На Немецкой, дорогие мои, улице
Немножко потише в пятницу,
Подают друг другу тайные знаки
Девятисвечники белые.
А Зискинд страдает животом.
<…> над мордой тигра
пятничное небо свисает
рулоном дурацких нот.
Вильно. Немецкая улица.
Лучший биллиард у Шпица.
Иронично изображены как жители улицы, так и «наблюдатель» с его поверхностными представлениями и претензиями.
Стихотворение «Веселый мост» (1934) театрально; все разыгрывается на мосту как на маленькой сцене: игра освещения, свет и тени, сумерки, снег, звоны, запахи. Событие ярко и сценически эффектно, почти сказочно (действие, как кажется, происходит в Заречье):
Смиренно сгорбясь над Виленкой,
он ничего не ждал такого…
Ходил на службу пан Домейко,
и лед царапали подковы —
был мост как мост. Тряслись повозки,
горланил нищий кривоносый,
и тлела лампочка в киоске
и золотила папиросы.
Вдруг зазвонило словно в церкви,
и ты возникла, смуглый ангел, —
и фонари, как офицеры,
блистая, замерли на фланге.
От снега веяло по-майски —
и запах, винный и кадильный,
был как «Баллады и романсы»,
когда смеркается над Вильной.
А мост был в отсветах сапфира,
стыл серебром, тускнел опалом,
стал золотым — и, как порфира,
остался алым.
(Перевод А. Гелескула)[203]
Включается — вдруг — освещение: вместо «тлеющей лампочки» — «фонари», и мост преображается в сказочный. Тут же присутствует и Мицкевич (своими «Балладами и романсами») и тем самым романтический контекст Вильно (в который вписывается и «филаретская» фамилия Домейко). Блеск золота, серебра, ярких красок ориентирован на стилистику барокко и в то же время привносит краски другого поэта — Словацкого.
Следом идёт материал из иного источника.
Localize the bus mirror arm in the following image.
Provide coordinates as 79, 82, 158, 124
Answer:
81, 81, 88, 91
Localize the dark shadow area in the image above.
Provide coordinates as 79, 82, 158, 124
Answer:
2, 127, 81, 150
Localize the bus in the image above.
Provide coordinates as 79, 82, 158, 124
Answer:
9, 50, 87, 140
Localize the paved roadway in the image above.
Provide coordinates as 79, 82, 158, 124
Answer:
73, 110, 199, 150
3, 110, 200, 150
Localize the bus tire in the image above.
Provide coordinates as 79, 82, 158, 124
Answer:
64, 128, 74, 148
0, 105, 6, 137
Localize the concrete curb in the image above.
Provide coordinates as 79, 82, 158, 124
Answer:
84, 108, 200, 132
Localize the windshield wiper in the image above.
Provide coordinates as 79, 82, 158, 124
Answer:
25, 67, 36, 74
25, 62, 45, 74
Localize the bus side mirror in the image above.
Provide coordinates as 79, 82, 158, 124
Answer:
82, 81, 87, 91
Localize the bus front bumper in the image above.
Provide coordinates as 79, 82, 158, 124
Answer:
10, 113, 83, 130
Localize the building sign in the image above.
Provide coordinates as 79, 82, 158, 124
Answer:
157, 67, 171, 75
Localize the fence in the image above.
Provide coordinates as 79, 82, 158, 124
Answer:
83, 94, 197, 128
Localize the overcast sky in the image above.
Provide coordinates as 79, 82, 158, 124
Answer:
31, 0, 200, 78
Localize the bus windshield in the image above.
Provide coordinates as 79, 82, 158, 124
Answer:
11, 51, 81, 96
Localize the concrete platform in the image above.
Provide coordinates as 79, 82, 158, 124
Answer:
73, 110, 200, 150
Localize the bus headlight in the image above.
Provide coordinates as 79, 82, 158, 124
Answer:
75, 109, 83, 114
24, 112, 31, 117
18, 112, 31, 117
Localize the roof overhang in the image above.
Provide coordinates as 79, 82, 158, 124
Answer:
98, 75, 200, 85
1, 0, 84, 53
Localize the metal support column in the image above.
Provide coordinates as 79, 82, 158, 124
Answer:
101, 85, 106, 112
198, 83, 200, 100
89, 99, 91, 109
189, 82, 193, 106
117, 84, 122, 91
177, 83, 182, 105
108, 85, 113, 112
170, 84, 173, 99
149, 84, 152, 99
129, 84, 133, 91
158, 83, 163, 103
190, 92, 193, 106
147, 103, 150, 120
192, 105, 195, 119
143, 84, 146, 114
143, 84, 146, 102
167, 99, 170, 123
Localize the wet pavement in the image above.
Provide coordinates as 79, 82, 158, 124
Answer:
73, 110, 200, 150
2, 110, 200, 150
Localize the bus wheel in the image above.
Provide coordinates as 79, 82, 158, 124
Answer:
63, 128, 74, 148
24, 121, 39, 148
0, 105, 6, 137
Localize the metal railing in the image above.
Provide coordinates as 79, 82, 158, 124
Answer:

Личное событие — появление на мосту возлюбленной — включается поэтом в романтическую атмосферу старого Вильно, его легенд, прошлого, это тот воздух, из которого сгущается счастливое событие, выводя из будней, преображая все будничное, жалкое и бедное. Город предстает кристаллизацией суггестивного чувства поэта: «Читатель поддавался ее [поэзии] музыкальному волшебству, проглатывал порции абстракционизма, которые у других поэтов его только раздражали, смеялся неожиданным цирковым трюкам автора, одним словом — незаметно для себя самого вступал в мир, где законы действовали иные, нежели в обыденной жизни»[204].
Варьирование этих мотивов выступает в иной тональности в стихотворении «Ночь в Вильно» («Noc w Wilnie», 1935).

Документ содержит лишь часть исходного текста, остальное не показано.